# Trauer bei MaFF im Teich



## MaFF (15. Sep. 2014)

Hallo zusammen, 

Ich musste abschied nehmen von meinem Geliebten Koi. Nach zehn Jahren haben sich unsere Wege getrennt.  Letztes Jahr war alles ok mit der jungen Dame. Nach dem Winter habe ich festgestellt das ihr Bauch ziemlich dick war und habe es weiter beobachtet. Bis ich mit ihr zum Tierarzt gefahren bin. Dann kam der erste Befund. Eine bakterielle Infektion, aber das war nicht nur der Grund für den dicken Bauch. Also Ultraschall gemacht und dann kam die schlimme Nachricht. Zysten so groß wie zwei Fäuste. Ich war geschockt. Die Chance fürs überleben nach einer op lag bei zwei Prozent. Also kam das nicht in frage. Wir haben mit dem Doc dann versucht die Infektion weg zubekommen, vielleicht wäre sie wieder etwas geworden. Wollte nicht gleich aufgeben und der Preis für das Antibiotika war auch ok. Nach zwei Wochen ging es ihr auch wieder besser und ich setzte sie wieder in den Teich. nach vier Wochen ging es dann wieder von vorne los. Diesmal haben die Zysten aber wieder einen richtigen Schub gemacht. Sogar ein Stück hinter dem Kopf war eine große Beule zu erkennen. Also hieß es abschied nehmen. Der Doc meinte auch es macht keinen Sinn.  Jetzt bekommt sie ihre letzte Ruhestätte bei ihren Freunden am Teich.  
 Ich habe mal einige Bilder von ihr dazu gepackt. Ich musste das mal los werden. Geht ganz schön aufs Gemüt.


----------



## lotta (15. Sep. 2014)

Oh, das tut mir echt leid Marcel,

einmal feste drücken, wenns auch nicht wirklich hilft.
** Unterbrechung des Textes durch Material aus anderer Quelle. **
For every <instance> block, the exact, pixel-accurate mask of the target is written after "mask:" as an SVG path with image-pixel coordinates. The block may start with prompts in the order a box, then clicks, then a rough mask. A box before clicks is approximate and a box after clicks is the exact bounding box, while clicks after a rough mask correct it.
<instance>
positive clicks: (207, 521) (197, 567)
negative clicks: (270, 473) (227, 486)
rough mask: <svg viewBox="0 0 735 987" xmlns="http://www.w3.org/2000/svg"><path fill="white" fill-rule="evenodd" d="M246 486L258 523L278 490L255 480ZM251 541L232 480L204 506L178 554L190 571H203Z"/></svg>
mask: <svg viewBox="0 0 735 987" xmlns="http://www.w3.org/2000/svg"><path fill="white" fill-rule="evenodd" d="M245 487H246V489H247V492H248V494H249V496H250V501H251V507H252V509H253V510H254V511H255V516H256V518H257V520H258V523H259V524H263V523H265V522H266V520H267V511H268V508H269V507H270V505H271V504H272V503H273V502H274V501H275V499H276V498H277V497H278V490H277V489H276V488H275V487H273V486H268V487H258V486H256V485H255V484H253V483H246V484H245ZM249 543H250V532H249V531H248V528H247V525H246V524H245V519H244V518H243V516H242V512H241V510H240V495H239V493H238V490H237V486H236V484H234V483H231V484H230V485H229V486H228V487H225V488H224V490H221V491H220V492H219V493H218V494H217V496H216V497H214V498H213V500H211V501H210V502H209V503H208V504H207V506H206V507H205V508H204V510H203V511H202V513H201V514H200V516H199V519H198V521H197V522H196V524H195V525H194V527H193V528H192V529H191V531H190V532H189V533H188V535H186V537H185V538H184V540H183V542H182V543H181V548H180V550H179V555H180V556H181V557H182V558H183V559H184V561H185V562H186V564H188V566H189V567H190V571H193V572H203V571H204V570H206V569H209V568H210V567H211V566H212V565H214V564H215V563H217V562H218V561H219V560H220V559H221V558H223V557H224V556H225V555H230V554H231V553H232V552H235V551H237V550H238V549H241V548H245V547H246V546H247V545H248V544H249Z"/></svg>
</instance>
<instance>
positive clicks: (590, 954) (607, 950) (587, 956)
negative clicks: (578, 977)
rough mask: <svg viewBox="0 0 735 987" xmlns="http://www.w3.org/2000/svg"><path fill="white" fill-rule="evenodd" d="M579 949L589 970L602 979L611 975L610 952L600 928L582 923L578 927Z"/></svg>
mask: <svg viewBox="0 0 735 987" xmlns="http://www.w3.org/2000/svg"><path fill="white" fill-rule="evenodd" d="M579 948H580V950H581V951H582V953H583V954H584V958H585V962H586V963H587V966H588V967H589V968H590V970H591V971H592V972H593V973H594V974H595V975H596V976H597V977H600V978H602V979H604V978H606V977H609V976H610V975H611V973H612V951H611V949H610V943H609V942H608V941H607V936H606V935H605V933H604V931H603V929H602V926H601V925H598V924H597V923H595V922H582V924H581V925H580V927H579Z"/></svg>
Ich fand schon nach einem Jahr,
den Verlust von unserem ersten noch kleinen Koi, so traurig.

Alles Gute
Gruß Bine


----------



## Eva-Maria (15. Sep. 2014)

hi  MaFF,
die Maxime muss ein... "immer zum Wohle des Tieres".
Du hast die richtige Entscheidung getroffen, so schwer sie
Dir auch gefallen sein mag. Sie hat jetzt keine Schmerzen mehr,
dies tröstet Dich hoffentlich in Deinem Schmerz.


----------



## MaFF (15. Sep. 2014)

Danke ihr beiden. Ja für das Tier war es das beste. Es war auch nur ein Versuch sie nochmal hinzubekommen. Chance war 50/50. So wäre sie aber spätestens im Winter verendet und das wäre auch nicht gut gewesen für die anderen. In einigen Tagen/Wochen werden wir es auch verkraftet haben.


----------



## Zacky (16. Sep. 2014)




----------



## jolantha (18. Sep. 2014)

Maff, 
tut mir ebenfalls leid für Deinen Fisch .
Mein ältester Koi, auch eine Dame ist schon um die 30 Jahre bei mir. 
Mein erster Blick, seit Jahren, ist der zum Teich, ob meine Roberta zu sehen ist. 
Die anderen " Alten " sind so zwischen 16 - 20 Jahre alt. 
Davon sind mir 3 Stück  einfach so gestorben, und trieben morgens Bauch oben auf dem Teich. 
Das ist auch der Grund, warum ich immer ales Erstes nachschaue, ob mein Fisch noch lebt. 
Natürlich täte es mir um die Anderen auch leid, aber Roberta ist halt was Besonderes .


----------



## Goldkäferchen (18. Sep. 2014)

Hallo, MaFF
tut mir echt leid um Deinen Fisch, aber Du hast ja wirklich alles getan, was Du tun konntest. Kann ich aber nachvollziehen, ich hab den Teich zwar noch nicht sooo lange, aber der __ Fischreiher hat schon zugeschlagen und ein paar Goldis rausgeholt. War schon ziemlich "geknickt"!
LG
Goldkäferchen


----------



## Flusi (18. Sep. 2014)

armer MaFF, 
tut mir echt leid, hab zwar keine Fische, weiß aber wie das ist, wenn Haustiere sich "verabschieden" .
LG Flusi


----------



## Tanny (19. Sep. 2014)

Hallo MaFF, 

ich kann Deine Trauer gut nachfühlen...

...obwohl man weiss, dass man sich von den meisten gefiederten, beschuppten oder behaarten Weggefährten 
irgendwann verabschieden muss, weil sie meistens eine geringere Lebenserwartung haben als wir, 
ist es immer wieder schwer, mit so einem Verlust umzugehen.....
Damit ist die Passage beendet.